There is little data to support the need for Barbless hooks. What data there is limited to a few dozen fish. The best Barbless Hook survey involved 400 trout caught and released with and without Barbed/barless hooks. This survey took place at the Metiki Hatchery in western Maryland. Mortality was the same. What really made the difference was using forceps and proper hook removal skills in non-cloth nets. Education as to how to correctly remove hooks is essential. A sharp hook is easier to remove than a dull hook.

If a dull hook ends up in the fisherman, it is harder to remove than a sharp hook. If you do not believe this, use some old dull hooks and some sharp hooks shoved into a deer roast. You can also change up barbs/barbless. Use the string loop method to remove the hooks. Barbs make a larger hole to allow for the hook to slide out. You can also feel more/ different resistance even when using your fingers or forceps. The key is turning the barb and hook at the correct angle to take advantage of the larger hole. 

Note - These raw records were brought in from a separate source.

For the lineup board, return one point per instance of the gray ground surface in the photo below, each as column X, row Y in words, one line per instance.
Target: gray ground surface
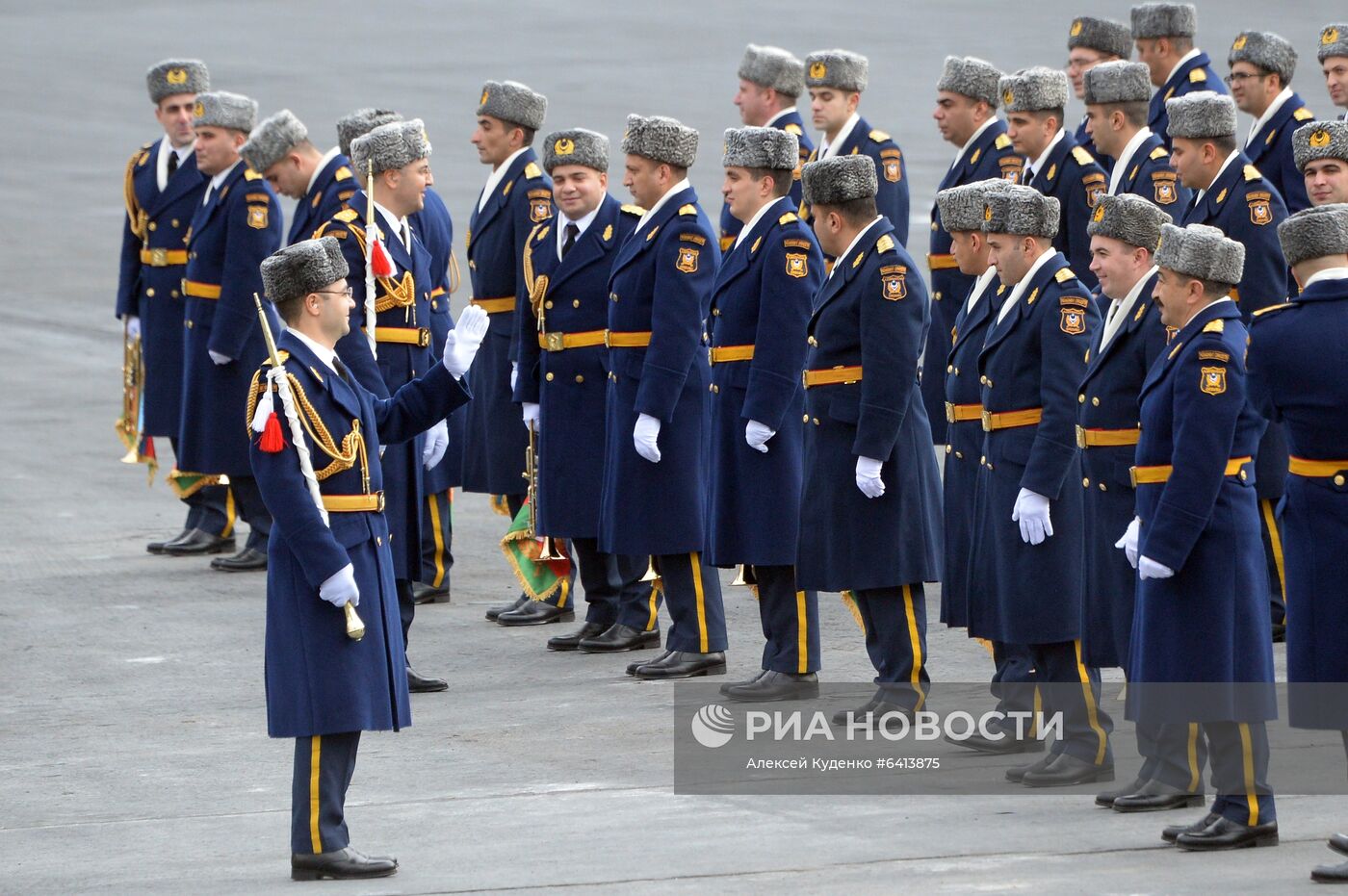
column 132, row 740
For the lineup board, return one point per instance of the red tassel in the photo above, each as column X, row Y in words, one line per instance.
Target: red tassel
column 379, row 259
column 272, row 440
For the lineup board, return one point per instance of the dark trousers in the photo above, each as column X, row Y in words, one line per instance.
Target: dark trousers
column 693, row 597
column 324, row 765
column 791, row 622
column 251, row 509
column 437, row 539
column 895, row 639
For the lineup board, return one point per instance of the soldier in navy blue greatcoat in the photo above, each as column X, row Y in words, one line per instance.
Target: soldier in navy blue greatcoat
column 770, row 83
column 654, row 495
column 967, row 116
column 162, row 192
column 761, row 307
column 1026, row 552
column 871, row 508
column 1297, row 376
column 562, row 390
column 1200, row 650
column 232, row 231
column 324, row 687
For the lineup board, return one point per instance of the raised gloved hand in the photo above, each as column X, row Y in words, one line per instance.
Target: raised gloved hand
column 1148, row 568
column 757, row 434
column 1031, row 512
column 644, row 434
column 437, row 441
column 530, row 414
column 340, row 588
column 1129, row 541
column 462, row 341
column 868, row 477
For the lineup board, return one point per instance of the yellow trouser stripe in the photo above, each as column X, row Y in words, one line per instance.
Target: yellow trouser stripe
column 916, row 643
column 1195, row 774
column 1088, row 691
column 1276, row 542
column 802, row 642
column 316, row 752
column 1247, row 755
column 440, row 539
column 701, row 602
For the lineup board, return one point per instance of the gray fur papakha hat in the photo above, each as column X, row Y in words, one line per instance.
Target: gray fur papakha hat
column 576, row 147
column 390, row 145
column 272, row 139
column 772, row 67
column 1034, row 90
column 177, row 76
column 972, row 77
column 1022, row 212
column 1313, row 233
column 839, row 179
column 1105, row 36
column 1165, row 20
column 1202, row 116
column 360, row 123
column 224, row 110
column 761, row 148
column 1118, row 81
column 1318, row 141
column 302, row 269
column 1334, row 40
column 963, row 208
column 1264, row 50
column 661, row 139
column 514, row 103
column 838, row 69
column 1128, row 218
column 1200, row 252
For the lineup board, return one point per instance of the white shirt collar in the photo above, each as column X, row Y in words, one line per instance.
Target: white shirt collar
column 582, row 225
column 1328, row 273
column 495, row 178
column 319, row 168
column 1270, row 112
column 324, row 353
column 1018, row 290
column 1126, row 158
column 852, row 245
column 1185, row 58
column 829, row 150
column 660, row 204
column 758, row 216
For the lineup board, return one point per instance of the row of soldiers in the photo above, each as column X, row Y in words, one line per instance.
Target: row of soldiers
column 650, row 455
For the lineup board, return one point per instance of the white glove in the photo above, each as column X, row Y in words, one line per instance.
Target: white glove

To sharpen a hook, try the pen style sharpener. It is coated in Diamond dust and has a groove. Hold the hook by the bend and sharpen the point away from you. The groove really helps to guide the point. Try to create a chisel point. The pen style cap is a good idea that does not work. Throw the cap away and tie a cord to the business end. Use a pin to attach to your vest or gear. If the sharpener is available, you will use it more.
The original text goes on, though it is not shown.